Repository files navigation

MAGI System

MAGI terminal hero image with a self-destruct warning

MAGI is a command line assistant for answering questions from your own documents. It retrieves relevant evidence, asks three internal reviewer personas to reason over the evidence, and returns a verdict with citations.

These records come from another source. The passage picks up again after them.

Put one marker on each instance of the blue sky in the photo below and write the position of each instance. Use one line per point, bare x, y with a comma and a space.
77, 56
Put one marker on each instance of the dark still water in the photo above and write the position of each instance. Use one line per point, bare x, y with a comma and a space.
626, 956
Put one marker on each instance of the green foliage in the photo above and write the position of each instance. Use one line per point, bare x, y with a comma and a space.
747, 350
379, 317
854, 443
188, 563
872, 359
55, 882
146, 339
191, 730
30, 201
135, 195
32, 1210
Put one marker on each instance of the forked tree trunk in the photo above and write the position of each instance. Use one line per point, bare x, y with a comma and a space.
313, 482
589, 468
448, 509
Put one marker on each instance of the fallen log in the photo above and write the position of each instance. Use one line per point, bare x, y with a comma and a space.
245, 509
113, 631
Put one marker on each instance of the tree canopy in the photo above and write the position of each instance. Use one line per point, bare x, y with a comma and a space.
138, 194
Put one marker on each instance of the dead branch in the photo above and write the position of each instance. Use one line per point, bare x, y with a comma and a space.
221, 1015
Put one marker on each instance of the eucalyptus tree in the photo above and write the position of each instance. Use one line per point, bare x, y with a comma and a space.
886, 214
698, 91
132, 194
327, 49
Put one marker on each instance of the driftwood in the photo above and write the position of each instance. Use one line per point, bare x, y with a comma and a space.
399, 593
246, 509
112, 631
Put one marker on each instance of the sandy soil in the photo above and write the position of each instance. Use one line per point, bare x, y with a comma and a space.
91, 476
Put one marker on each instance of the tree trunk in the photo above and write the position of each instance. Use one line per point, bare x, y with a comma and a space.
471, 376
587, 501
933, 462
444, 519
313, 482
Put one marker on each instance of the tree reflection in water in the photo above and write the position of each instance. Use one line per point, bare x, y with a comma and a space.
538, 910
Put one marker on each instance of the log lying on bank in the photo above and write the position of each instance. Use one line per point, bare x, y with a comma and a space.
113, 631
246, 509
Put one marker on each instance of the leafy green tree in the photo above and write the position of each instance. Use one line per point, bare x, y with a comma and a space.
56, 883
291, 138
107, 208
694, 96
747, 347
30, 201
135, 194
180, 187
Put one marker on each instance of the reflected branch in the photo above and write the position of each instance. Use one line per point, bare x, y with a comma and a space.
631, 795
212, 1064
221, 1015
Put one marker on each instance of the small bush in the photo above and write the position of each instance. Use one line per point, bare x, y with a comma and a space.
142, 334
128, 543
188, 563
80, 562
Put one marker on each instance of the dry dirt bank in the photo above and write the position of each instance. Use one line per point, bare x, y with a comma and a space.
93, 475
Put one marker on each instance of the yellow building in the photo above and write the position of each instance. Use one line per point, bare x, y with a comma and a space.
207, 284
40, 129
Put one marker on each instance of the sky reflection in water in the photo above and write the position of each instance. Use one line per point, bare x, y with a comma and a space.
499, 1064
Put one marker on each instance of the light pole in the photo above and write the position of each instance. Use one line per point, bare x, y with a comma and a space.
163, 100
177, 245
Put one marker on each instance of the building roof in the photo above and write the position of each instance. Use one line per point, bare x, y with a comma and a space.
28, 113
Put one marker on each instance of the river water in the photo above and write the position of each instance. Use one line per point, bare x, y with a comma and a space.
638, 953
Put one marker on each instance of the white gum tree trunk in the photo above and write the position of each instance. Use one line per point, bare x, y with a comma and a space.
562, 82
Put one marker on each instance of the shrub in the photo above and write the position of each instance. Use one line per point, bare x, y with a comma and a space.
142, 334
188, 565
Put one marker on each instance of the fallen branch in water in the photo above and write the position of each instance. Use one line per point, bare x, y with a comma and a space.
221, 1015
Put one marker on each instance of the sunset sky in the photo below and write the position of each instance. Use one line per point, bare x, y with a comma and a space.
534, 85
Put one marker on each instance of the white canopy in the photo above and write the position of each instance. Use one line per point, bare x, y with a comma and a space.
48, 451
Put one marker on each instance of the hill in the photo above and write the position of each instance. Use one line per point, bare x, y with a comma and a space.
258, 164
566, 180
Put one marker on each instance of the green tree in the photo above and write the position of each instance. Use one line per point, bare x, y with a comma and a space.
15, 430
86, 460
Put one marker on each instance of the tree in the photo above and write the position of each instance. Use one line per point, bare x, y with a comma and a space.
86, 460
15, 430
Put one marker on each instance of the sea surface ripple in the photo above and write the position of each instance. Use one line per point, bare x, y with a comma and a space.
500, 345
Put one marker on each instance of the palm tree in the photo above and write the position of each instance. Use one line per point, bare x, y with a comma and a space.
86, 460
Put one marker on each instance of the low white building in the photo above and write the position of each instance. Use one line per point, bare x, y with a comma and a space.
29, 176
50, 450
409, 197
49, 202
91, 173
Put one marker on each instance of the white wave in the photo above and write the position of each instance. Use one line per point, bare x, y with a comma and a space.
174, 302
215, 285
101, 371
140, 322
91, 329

Use it for internal research, policy triage, incident review, security review, and other workflows where answers should stay grounded in source material.

requirements

  • python 3.10 or newer
  • uv
  • an openai or google api key

install

Install the user-level command:

curl -fsSL https://raw.githubusercontent.com/marklikesyou/Magi-System/master/scripts/install.sh | sh

Then configure a provider key:

magi setup

For local development from this repo:

uv sync --extra dev --extra openai --extra google
uv run magi setup

quick start

Add documents:

magi ingest docs/briefing.txt

Ask a question:

magi ask "what risks should i consider?"

Use a built-in profile:

magi chat "should we deploy the pilot?" --profile security-review

Compare profiles:

magi compare "should we deploy the pilot?" --profiles security-review exec-brief

Inspect saved runs:

magi explain <run-id>
magi diff <run-a> <run-b>

common commands

magi status
magi ingest path/to/file.txt
magi ask "summarize this"
magi chat "what does the policy require?" --json
magi profiles
magi profiles security-review
magi compare "what should we do?" --include-default --profiles security-review exec-brief

magi ask is an alias for magi chat. magi docs add is an alias for magi ingest. magi runs show is an alias for magi explain.

data and config

magi setup writes provider keys to:

~/.config/magi-system/.env

Project-local .env and .env.local files still work for development.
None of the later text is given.